"Big data" analysis and modern supreme audit institutions: tearing down the walls of data kingdoms

By Janar Holm, Auditor General, National Audit Office of Estonia

Teksti suurus:[-A][+A]



Estonia has adopted e-solutions that have made the country one of the world’s most highly developed digital societies. This digital journey has had a considerable impact on its businesses, but also on its citizens. How has this shaped and impacted the work of the National Audit Office of Estonia and its own institutional development? Janar Holm has been Estonia’s Auditor General since early 2018. Prior to this, he held several functions in the Estonian government, including being (deputy) Secretary-General of several ministries. In his contribution he explores the concept of big data, what it means for audit offices, including providing examples of how the National Audit Office of Estonia uses data analytics to add value through its audits and to stimulate a better data exchange environment.

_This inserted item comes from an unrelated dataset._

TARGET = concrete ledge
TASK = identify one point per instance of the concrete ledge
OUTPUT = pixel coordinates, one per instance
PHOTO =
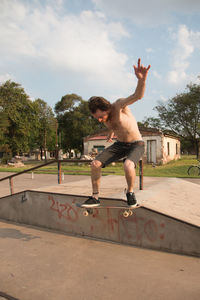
(146, 228)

Looking behind the phenomenon called ‘big data:’ two questions to be asked

I am frequently asked about digital innovation in Estonia and how we, as a supreme audit institution (SAI), are using this success to our advantage – for instance, to what ends are we utilising data from our auditees to generate influential suggestions and what are the examples of big data analysis in our office? When asked such questions, I usually reply with another question – what do you mean when you talk about big data? Because, as a matter of fact, the definitions are somewhat obscure. This time, as I have been given an opportunity to address this issue in a prominent public auditing journal, I would like to raise an additional question – what is the role of a modern public auditor in data analysis, be it big data or not so big data?

What do we mean when talking about ‘big data?’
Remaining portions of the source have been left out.